Home » Q & As » Harry: Physics, Brasenose College Oxford (M Phys.)

Harry: Physics, Brasenose College Oxford (M Phys.)

  • A. At Oxford you are given many unique opportunities that just aren’t available at other universities. This ranges from the tutorial system, which facilitates the best possible learning environment to the fun events like the college balls.

Q. What is the best thing about your course?

A. The best thing about the Physics course at Oxford is that you are lectured and taught by the people who have written the course textbooks so couldn’t have a more knowledgeable source.

Q. How much work do you have to do a week?

A. Typically 1 to 2 tutorials a week which take around 10 hours each. Practical work varies throughout the years but is on average around 1 day a week.

Q. Was it hard to make friends?

A. No, the collegiate system means that before you even arrive you’re part of a community. During freshers week there is a huge variety of events to ensure an enjoyable start to your university life.

Q. What were you most worried about?

A. That I wouldn’t be good enough but you soon realise that everyone is in the same boat.

Q. How can you prepare for interview?

A. For physics, the best preparation is to know your stuff. It’s likely you’ll have a physics interview and a maths interview and the best preparation is to really understand what you’ve studied at school. This is all you’ll be expected to know, anything else is to take you out of your comfort zone and see how you think.

Q. What was the interview like?

A. The maths interview was essentially just a load of maths questions, on things like calculus, graph sketching and geometry. The physics interview is more a test of how you think, it’s likely you’ll never have come across these questions before so just talk through your thoughts.

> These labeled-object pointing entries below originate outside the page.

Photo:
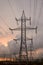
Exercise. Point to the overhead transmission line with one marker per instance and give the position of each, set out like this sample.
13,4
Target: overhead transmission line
11,7
4,21
5,24
34,11
30,9
3,29
39,15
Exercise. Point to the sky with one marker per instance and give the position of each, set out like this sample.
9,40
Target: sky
9,9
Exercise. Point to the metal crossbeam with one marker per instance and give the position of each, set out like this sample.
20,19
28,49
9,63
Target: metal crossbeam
23,30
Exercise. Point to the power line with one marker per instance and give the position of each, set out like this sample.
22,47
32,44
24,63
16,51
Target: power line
3,29
40,12
30,8
11,7
34,11
4,21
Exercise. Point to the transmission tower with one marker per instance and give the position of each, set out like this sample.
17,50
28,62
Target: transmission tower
23,29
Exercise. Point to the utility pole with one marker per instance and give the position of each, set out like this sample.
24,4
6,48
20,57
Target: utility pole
23,30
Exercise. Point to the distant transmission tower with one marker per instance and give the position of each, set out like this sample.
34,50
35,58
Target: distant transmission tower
23,28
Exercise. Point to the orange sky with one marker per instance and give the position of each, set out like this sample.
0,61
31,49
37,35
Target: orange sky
4,40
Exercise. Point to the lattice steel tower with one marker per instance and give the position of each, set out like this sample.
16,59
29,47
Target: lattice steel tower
23,28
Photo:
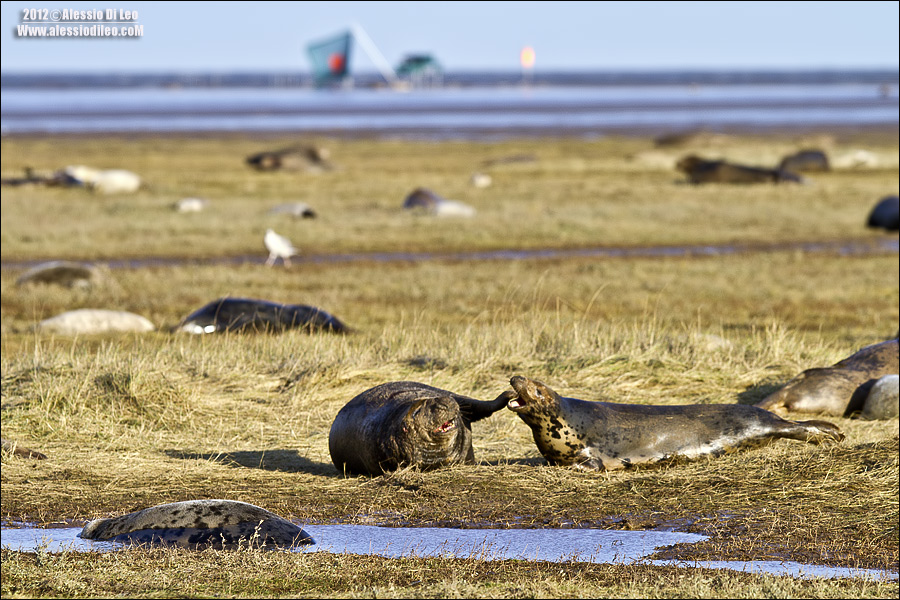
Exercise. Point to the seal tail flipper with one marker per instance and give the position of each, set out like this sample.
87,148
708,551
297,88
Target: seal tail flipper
474,410
815,432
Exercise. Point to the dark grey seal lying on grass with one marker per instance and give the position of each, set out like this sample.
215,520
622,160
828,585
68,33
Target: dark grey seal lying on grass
199,524
309,158
699,170
885,214
805,161
607,435
403,423
841,389
249,315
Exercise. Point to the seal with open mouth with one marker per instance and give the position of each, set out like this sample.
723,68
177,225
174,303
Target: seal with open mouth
607,435
404,423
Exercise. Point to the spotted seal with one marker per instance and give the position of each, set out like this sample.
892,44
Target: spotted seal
199,523
404,423
839,390
250,315
699,170
606,435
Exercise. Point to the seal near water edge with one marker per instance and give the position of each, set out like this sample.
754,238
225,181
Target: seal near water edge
699,170
249,315
842,389
198,524
402,423
607,436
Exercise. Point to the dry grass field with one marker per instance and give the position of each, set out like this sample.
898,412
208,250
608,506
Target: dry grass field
132,420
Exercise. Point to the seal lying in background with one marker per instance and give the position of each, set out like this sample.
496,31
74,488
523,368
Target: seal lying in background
606,435
839,390
61,272
309,158
885,214
406,423
198,524
805,161
244,314
700,170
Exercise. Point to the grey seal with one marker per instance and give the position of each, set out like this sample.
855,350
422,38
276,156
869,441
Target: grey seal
250,315
805,161
94,320
839,390
607,436
699,170
198,524
885,215
403,423
61,272
293,158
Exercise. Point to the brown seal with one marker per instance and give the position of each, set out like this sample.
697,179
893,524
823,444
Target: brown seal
606,435
404,423
700,170
838,390
199,524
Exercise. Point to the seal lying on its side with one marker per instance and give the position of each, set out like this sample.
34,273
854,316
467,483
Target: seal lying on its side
699,170
199,523
244,314
839,390
606,435
406,423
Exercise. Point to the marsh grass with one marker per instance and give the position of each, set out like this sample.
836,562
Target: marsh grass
130,421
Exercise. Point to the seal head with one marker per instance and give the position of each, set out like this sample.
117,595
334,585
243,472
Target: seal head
405,423
607,435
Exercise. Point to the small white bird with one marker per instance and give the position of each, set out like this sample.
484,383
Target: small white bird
279,247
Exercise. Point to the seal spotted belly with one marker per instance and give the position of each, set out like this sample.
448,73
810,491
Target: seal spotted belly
404,423
606,435
199,524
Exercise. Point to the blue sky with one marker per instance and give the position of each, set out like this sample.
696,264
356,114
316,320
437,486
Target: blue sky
272,36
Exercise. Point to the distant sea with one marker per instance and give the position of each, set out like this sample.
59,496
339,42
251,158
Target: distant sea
460,105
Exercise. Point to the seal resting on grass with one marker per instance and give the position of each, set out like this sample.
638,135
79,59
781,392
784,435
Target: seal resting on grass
403,423
607,435
805,161
885,214
839,390
198,524
249,315
94,320
699,170
61,272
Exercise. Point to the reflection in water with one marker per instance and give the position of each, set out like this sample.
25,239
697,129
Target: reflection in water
555,545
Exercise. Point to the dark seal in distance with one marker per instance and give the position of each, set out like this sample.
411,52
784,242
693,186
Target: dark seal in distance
404,423
198,524
607,436
699,170
839,390
249,315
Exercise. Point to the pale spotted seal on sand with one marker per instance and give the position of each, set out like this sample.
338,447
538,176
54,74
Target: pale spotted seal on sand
607,435
839,390
402,423
198,524
249,315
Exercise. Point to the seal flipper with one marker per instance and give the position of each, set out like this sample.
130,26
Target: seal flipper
474,410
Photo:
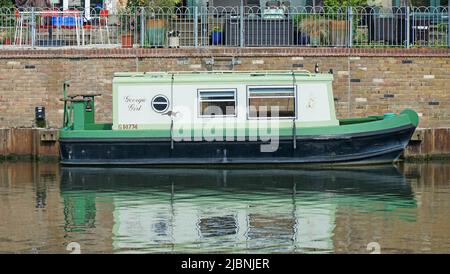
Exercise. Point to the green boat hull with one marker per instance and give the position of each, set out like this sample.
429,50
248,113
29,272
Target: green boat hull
375,139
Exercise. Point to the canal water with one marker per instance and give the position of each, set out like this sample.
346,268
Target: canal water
400,209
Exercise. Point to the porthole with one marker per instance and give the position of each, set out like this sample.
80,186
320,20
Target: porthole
160,103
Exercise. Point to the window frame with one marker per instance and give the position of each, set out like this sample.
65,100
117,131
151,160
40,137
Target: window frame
167,100
248,87
199,102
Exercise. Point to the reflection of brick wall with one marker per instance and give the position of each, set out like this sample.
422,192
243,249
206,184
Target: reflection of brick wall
370,81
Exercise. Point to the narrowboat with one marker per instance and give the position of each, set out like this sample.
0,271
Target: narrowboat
227,117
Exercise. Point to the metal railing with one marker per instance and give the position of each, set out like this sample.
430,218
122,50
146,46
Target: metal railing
227,27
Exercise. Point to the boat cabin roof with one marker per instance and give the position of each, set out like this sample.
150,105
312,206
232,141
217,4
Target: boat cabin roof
220,76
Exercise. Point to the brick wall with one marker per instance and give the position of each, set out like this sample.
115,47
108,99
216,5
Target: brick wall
367,81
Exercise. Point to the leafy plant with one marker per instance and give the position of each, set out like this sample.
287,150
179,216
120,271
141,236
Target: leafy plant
217,29
6,4
344,3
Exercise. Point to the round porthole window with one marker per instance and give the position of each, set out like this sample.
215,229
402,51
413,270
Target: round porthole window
160,103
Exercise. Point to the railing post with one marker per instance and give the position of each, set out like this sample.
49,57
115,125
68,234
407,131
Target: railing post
33,27
448,24
142,34
241,26
196,26
408,27
350,26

Specifically, revise the following:

Graph sketching
Product rule
Implicit differentiation
Functions inside functions.
Trig identities ( double angle formula)
A level syllabus
Newtons laws
Centripetal stuff (orbits know equations, derivation of Kepler’s third law )
Young’s double slit experiment (defraction)
A level syllabus eg Circuits etc

Q. How do you prepare for the admissions test?

A. Making sure I knew as much as possible from my maths and physics A-Levels.

Q. How did you choose our college?

A. I wanted to apply to a college near the city centre. Other than that, I just chose the one that I thought was the most friendly on the Open Day.

Q. What grades did you get?

A. GCSE: 6A*s and 4As;  A-Level: 4As ( Before A*)

Q. What is the best piece of advice that anyone gave to you?

A. I don’t know, but the worst piece of advice is ‘relax’. Nobody is ever relaxed in their interview so don’t worry if you’re flustered and feel like you’ve forgotten everything, everybody is like that and tutors account for it.

Q. What is the best piece of advice you would give to someone thinking about applying/applying?

A. When it comes to the interview, remember that the tutors are just people. Everyone who gets an interview is on a similar academic level, the key thing for tutors is that they are going to have to want to teach you for three or so years. Therefore be personable, smile and laugh at their jokes.